It is difficult when parents split and meet new partners, but they have to live their life too. One day your own child may well do the same to you, would your tolerate a child telling yoou who to have as a partner?
- 1 decade ago
Ask for some quality time from your Dad and tell him that you want some time just between the two of you. Keep in mind that you can't make your Dad's decisions. I feel that you do need to communicate your feelings to him (in a nice way of course) just to let him know how you feel. Reassure him over your love for him in your conversation at the beginning and at the end. Blended families can be stressful. Things may not go exactly how you want them to go-but working at your relationship with your father is very important because even though there are a lot of people involved in his life there is enough love for all in his life. Just ask for some quality time with your Dad and be nice to him, and above all when you tell him how you feel don't be mean, just tell him you are having a tough time dealing with all of the adjustments and that you need his help with this.
- 1 decade ago
I can understand your concern for your dad but be careful with such a sensitive subject!!! I would make sure he knows how you feel but don't expect him to just drop her.. they do have a baby together. And this will be possibly be awkward for you and your dad from now on. It's not worth losing a relationship with him is it?
- 1 decade ago
I think you need to grow up and express your concerns to your father. Tell him you would feel better if he gets a prenup and makes a will. Talk to him like an adult.
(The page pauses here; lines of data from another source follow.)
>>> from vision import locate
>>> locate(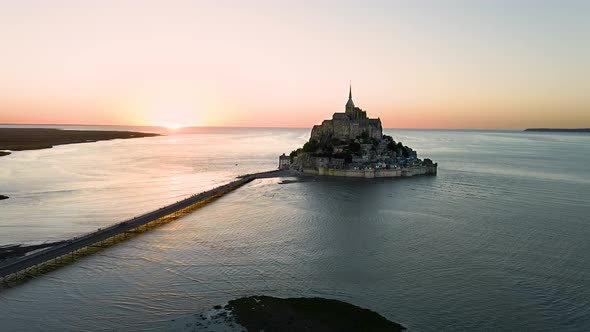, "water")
[0,129,590,331]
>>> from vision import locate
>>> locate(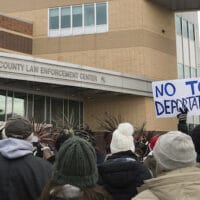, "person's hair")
[39,180,112,200]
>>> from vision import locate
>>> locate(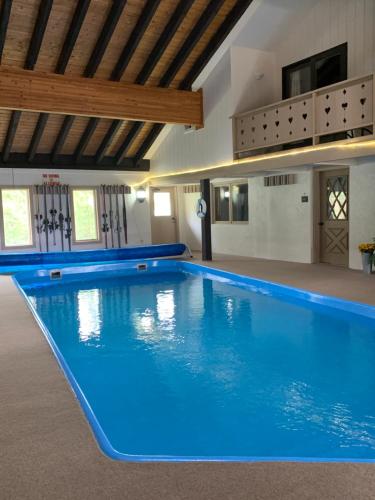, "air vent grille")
[264,174,296,187]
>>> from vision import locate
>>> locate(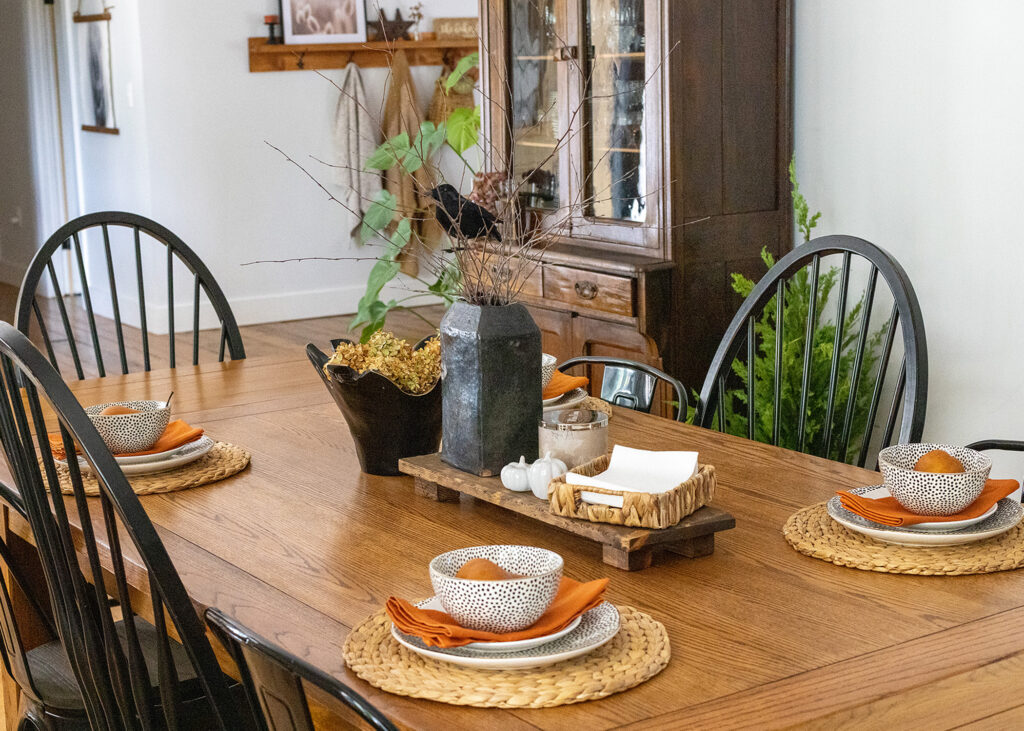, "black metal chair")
[0,516,89,729]
[206,609,395,731]
[0,323,252,730]
[697,235,928,466]
[558,355,689,421]
[15,211,246,380]
[967,439,1024,483]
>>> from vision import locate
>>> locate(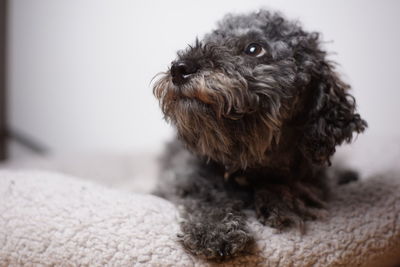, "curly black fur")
[154,10,367,259]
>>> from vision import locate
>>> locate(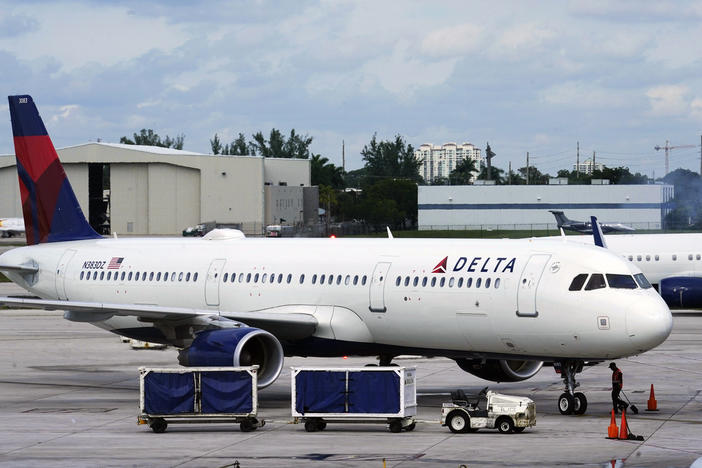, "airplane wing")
[0,297,318,339]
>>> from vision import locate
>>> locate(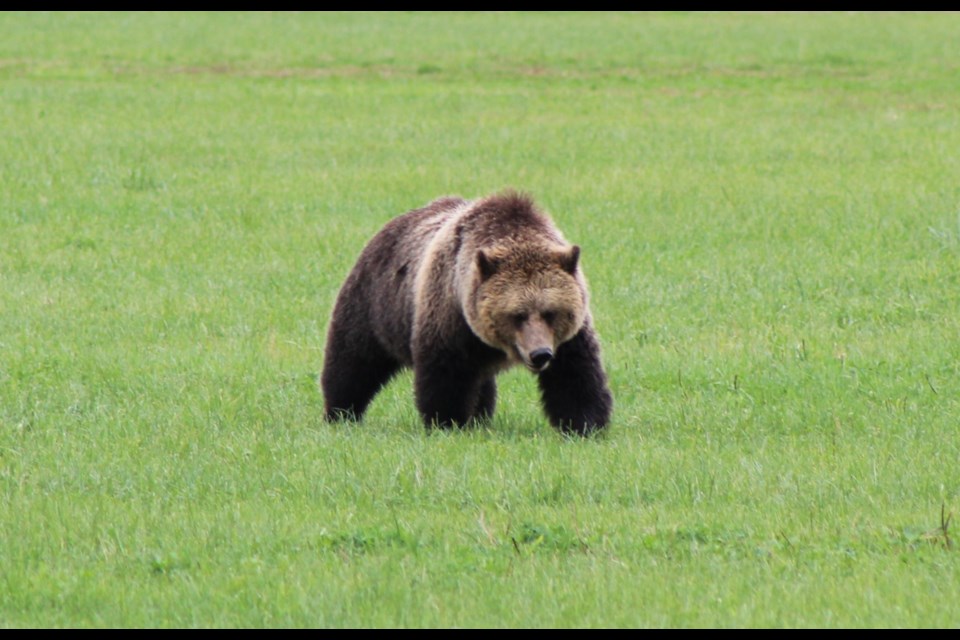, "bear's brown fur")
[321,192,613,434]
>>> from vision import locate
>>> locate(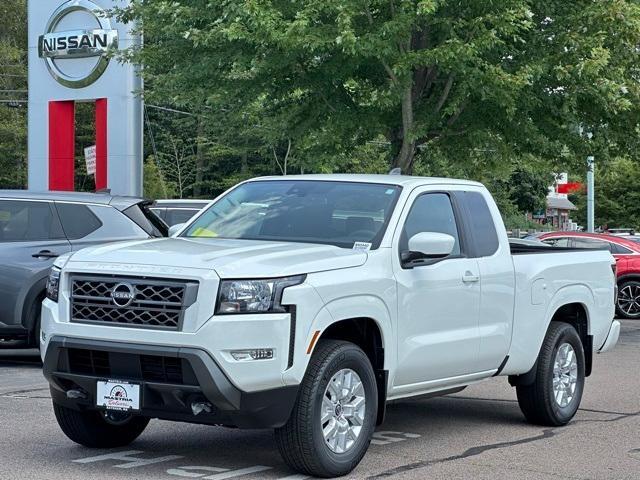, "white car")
[41,175,620,477]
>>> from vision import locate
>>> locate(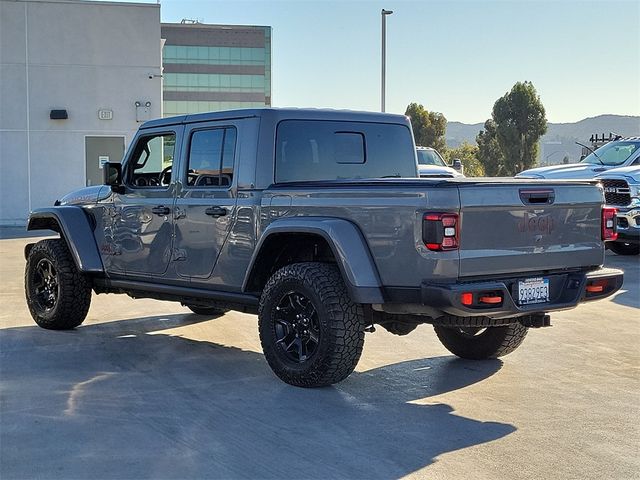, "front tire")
[433,323,528,360]
[258,262,365,387]
[608,242,640,255]
[24,239,91,330]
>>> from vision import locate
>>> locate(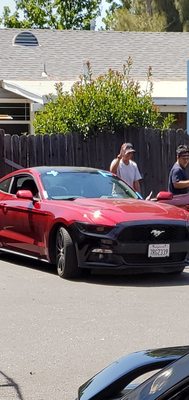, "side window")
[0,178,12,193]
[11,175,39,197]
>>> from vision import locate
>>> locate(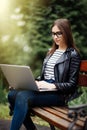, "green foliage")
[68,87,87,106]
[0,80,7,104]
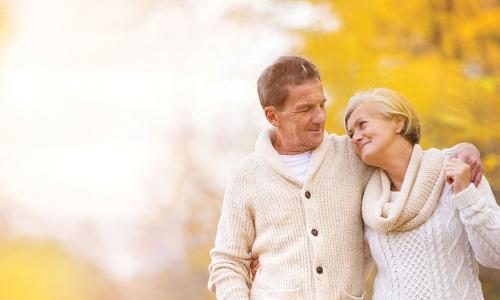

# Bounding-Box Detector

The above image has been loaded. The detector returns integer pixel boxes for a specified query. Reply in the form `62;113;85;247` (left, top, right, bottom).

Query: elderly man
208;56;479;300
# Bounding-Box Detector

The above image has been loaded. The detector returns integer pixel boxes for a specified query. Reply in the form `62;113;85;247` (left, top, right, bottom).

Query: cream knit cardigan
208;129;372;300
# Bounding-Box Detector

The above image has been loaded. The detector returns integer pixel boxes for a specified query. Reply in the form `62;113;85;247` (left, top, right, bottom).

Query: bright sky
0;0;337;277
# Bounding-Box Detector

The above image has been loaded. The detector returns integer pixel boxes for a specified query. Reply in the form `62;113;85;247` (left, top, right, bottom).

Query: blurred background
0;0;500;300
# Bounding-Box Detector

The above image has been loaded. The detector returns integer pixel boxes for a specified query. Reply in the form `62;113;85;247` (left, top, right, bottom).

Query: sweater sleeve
208;170;255;300
452;176;500;269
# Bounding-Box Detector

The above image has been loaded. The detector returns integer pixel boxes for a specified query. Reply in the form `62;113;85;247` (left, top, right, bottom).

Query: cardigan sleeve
452;176;500;269
208;173;255;300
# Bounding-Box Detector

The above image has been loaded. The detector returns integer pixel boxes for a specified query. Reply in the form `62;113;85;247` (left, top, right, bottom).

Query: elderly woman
345;88;500;299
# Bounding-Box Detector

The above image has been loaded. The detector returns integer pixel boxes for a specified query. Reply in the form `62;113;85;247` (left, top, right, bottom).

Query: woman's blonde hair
344;88;420;145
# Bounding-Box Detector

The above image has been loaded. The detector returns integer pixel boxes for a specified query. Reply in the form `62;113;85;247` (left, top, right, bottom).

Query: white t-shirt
280;151;312;182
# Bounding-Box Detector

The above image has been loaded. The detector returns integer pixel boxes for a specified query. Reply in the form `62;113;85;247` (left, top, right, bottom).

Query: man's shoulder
231;152;262;177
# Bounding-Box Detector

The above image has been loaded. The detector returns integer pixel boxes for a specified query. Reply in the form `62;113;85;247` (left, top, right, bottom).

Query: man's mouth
358;141;370;151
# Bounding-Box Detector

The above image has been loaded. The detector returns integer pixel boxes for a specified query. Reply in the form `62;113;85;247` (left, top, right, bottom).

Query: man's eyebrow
297;102;312;110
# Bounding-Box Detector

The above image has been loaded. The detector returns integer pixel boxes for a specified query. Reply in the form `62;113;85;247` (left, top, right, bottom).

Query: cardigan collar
255;127;330;186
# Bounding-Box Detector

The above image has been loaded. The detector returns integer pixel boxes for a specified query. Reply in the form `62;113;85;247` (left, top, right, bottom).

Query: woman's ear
264;105;280;127
394;116;405;134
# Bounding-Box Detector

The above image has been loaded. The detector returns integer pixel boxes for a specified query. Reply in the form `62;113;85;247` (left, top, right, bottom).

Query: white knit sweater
208;129;372;300
365;177;500;300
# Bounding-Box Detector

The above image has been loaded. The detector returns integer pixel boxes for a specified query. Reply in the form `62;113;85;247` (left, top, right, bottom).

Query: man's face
273;80;326;154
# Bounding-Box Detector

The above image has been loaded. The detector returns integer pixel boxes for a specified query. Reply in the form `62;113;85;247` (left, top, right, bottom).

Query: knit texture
363;144;444;232
365;177;500;300
208;129;372;300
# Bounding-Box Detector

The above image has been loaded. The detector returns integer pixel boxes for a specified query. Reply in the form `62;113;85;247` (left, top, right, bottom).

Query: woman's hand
250;257;260;278
444;157;471;194
455;143;484;187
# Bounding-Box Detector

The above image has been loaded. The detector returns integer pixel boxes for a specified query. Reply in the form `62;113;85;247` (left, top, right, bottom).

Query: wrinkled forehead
285;80;325;102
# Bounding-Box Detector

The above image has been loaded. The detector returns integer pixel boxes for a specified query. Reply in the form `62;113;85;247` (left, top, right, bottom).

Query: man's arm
208;171;255;300
443;143;484;187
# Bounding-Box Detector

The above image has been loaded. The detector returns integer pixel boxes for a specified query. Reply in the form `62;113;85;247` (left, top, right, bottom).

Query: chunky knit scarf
362;144;445;233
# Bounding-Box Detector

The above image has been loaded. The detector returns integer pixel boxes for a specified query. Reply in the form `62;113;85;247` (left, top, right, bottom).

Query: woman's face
347;103;404;167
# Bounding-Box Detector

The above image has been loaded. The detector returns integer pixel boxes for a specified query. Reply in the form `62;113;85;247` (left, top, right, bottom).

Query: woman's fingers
250;257;260;277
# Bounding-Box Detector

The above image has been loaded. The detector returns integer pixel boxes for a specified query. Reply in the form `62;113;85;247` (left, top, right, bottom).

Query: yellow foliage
302;0;500;192
0;240;117;300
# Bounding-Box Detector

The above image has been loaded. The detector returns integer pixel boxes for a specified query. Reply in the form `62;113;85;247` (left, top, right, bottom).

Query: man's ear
394;116;405;134
264;105;280;127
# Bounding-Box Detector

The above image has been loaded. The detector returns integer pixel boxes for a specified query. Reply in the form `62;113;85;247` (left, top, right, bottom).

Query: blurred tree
301;0;500;299
0;239;119;300
302;0;500;188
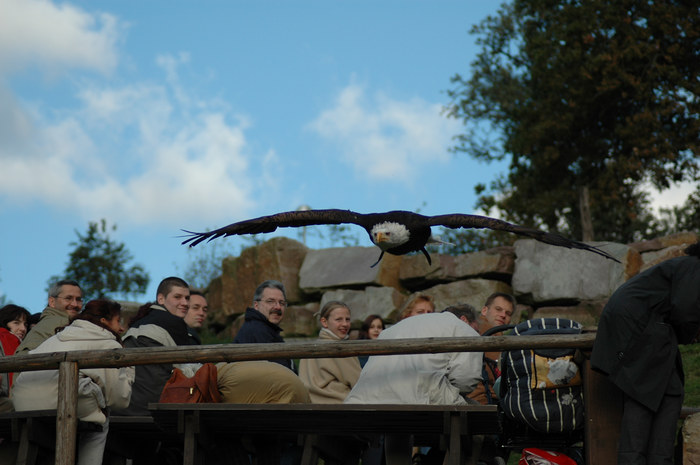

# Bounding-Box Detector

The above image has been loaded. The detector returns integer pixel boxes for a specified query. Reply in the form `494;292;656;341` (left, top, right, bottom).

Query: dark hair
684;241;700;258
0;304;32;331
71;299;122;342
442;304;477;323
27;313;41;331
253;279;287;302
357;315;386;339
49;279;83;297
156;276;190;299
484;292;517;310
129;302;157;326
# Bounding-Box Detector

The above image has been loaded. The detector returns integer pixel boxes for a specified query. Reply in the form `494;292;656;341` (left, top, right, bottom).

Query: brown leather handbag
159;363;221;404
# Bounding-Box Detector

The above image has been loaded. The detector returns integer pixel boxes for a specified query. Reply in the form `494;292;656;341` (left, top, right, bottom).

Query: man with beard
185;289;209;344
15;279;83;355
233;280;294;371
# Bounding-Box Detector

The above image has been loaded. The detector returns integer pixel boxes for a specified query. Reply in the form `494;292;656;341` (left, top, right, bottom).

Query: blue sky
0;0;688;312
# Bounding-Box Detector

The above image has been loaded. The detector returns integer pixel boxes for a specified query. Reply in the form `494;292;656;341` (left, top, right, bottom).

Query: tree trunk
578;186;593;242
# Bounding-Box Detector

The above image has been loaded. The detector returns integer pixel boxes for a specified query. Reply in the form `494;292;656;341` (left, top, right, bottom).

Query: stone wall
201;233;697;338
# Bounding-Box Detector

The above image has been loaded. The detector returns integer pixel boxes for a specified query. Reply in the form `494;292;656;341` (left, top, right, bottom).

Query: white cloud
0;0;120;74
646;181;698;213
309;84;460;180
0;50;262;227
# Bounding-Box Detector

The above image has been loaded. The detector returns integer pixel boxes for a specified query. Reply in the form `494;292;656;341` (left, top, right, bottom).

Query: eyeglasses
258;299;287;308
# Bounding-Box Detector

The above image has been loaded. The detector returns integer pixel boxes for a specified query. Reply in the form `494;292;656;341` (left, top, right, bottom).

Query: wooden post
55;362;78;465
583;359;622;465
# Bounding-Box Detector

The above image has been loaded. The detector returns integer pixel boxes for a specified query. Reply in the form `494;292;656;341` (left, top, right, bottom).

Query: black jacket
115;305;194;415
591;257;700;411
233;308;294;371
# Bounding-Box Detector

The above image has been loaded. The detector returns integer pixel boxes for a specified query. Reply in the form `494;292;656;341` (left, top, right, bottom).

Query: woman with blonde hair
398;294;435;321
299;300;362;404
11;300;134;465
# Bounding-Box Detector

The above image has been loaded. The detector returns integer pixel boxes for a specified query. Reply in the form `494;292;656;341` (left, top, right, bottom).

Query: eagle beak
374;232;389;244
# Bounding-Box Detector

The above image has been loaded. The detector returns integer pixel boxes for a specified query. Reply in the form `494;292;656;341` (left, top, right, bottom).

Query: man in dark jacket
233;280;294;371
591;242;700;464
119;276;197;415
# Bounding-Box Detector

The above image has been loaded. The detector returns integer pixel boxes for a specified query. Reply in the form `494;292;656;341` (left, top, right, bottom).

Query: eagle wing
182;209;365;247
428;213;620;263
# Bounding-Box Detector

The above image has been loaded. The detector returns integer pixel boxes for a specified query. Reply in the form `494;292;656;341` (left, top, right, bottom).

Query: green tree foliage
182;239;235;290
49;219;150;299
448;0;700;242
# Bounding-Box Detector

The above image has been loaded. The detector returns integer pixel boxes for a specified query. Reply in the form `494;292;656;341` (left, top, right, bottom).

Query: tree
49;219;150;299
448;0;700;242
182;239;237;290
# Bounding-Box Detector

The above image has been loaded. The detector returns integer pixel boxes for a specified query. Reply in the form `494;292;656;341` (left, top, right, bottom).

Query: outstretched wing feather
429;214;619;263
182;209;364;247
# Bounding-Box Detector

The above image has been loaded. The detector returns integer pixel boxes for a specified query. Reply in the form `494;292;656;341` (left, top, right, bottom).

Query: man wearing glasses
15;279;83;354
233;280;294;371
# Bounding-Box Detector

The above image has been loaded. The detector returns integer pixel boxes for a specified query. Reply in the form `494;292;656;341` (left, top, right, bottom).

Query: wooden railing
0;333;595;465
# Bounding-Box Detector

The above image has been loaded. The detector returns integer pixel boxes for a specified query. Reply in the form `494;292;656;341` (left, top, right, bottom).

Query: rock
319;287;406;326
399;246;515;291
215;237;309;321
280;302;321;338
399;254;455;291
629;231;698;253
512;239;641;302
533;299;607;327
299;247;401;294
412;279;513;316
452;246;515;283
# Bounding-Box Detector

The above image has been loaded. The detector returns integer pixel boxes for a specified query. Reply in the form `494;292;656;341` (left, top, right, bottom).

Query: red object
518;447;577;465
159;363;221;404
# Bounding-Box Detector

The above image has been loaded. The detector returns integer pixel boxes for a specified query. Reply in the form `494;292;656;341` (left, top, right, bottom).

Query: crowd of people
0;277;514;465
0;239;700;465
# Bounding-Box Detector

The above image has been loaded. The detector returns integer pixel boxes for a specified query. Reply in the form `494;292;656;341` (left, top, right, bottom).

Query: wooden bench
0;409;164;465
149;404;499;465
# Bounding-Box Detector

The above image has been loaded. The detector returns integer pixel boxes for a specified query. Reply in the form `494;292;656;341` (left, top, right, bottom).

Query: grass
680;344;700;407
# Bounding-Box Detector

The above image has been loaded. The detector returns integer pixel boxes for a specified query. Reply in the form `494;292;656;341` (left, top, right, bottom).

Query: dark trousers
617;395;683;465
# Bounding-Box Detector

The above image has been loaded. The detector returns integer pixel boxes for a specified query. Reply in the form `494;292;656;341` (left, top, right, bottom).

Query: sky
0;0;687;312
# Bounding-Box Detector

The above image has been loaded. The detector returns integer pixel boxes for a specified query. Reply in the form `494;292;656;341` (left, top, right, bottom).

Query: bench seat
148;404;499;465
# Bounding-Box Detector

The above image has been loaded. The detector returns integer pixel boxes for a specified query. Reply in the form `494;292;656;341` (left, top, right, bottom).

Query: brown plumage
182;210;618;266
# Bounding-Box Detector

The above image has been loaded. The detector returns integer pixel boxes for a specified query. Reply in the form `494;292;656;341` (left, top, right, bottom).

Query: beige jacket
11;320;134;423
299;328;362;404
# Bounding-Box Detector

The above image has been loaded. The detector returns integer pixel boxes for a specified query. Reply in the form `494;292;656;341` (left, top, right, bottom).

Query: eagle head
369;221;411;250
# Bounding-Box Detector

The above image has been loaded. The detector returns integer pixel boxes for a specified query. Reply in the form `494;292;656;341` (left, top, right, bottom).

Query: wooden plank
0;333;595;373
583;359;622;465
55;362;78;465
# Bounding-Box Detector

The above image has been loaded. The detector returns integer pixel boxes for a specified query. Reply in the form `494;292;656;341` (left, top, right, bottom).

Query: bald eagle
182;210;618;266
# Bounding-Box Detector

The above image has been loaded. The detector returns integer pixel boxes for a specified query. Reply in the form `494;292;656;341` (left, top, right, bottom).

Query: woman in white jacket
11;300;134;465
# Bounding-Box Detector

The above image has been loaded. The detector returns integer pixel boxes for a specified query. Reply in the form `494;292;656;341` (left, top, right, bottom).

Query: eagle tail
370;250;384;268
420;247;433;265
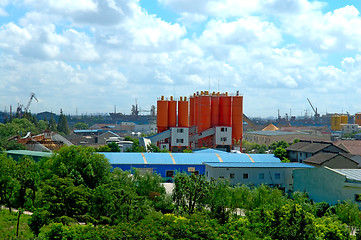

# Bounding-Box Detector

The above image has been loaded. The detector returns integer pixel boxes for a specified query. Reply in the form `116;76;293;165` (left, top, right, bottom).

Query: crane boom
307;98;317;114
25;92;39;112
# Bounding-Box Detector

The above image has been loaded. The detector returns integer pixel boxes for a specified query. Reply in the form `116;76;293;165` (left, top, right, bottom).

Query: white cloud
0;0;361;116
282;6;361;52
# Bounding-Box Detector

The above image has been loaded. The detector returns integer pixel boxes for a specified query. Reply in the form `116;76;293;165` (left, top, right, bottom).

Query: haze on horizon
0;0;361;117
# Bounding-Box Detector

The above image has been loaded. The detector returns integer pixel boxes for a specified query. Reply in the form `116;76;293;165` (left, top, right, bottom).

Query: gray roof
51;133;74;146
286;142;310;151
205;162;313;168
286;142;332;153
304;152;338;165
248;131;296;136
333;169;361;182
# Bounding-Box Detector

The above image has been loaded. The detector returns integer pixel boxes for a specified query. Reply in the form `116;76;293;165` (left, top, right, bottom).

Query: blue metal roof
102;152;280;165
205;162;313;168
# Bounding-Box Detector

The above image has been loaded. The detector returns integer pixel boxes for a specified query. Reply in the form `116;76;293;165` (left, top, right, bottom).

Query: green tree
273;147;288;161
173;172;209;214
38;120;49;132
0;153;18;213
58;109;70;135
206;179;234;224
74;123;89;130
44;146;111;189
49;114;58;132
107;142;120;152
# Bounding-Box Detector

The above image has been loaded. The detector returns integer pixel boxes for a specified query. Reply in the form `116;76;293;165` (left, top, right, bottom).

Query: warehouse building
102;149;280;181
293;167;361;204
205;162;313;192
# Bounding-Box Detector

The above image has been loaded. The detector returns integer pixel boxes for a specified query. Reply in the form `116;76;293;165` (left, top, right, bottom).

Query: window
165;171;174;177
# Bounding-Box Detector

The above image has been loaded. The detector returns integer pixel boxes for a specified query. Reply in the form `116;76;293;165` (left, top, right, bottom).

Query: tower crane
307;98;320;122
24;92;39;112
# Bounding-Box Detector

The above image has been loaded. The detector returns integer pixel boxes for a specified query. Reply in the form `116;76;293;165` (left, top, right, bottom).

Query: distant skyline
0;0;361;117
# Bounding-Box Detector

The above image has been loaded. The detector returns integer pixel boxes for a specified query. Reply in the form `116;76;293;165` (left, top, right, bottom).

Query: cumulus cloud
0;0;361;116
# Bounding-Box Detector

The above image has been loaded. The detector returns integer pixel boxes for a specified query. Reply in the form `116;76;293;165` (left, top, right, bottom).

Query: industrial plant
149;91;243;152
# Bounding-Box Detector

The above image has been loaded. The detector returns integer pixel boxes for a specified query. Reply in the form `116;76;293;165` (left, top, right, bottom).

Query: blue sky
0;0;361;117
Right now you sound like a jealous teenager.
- Anonymous1 decade ago
just try to be practical.if your dad is taking care of you and ur family than let him do what he wants because no one can stop anyone to love someone.try to make your dad spends more time to your family.all dis i can suggest.hope for the best.
- Anonymous1 decade ago
calm down! just be bold. your dad will like your confidence and take you seriously . talk to him! plus it is not just up to him, he needs to make sure everyone is comfortable with the idea of a new dad/mom.
- Anonymous1 decade ago
you need to talk to your dad explain to him how you feel, he may not like what you to him but just explain that that is your view and that you understand he likes her but you just want him to know how you feel
- 1 decade ago
just PRay..God wiLL answer your questions...it may not be that soon but He will make a way...He is the only one who can make impossible things happen..Pray with all your HeaRT..God Bless!
- 1 decade ago
You should ether tell your dad that you don't like her or you should deal with it.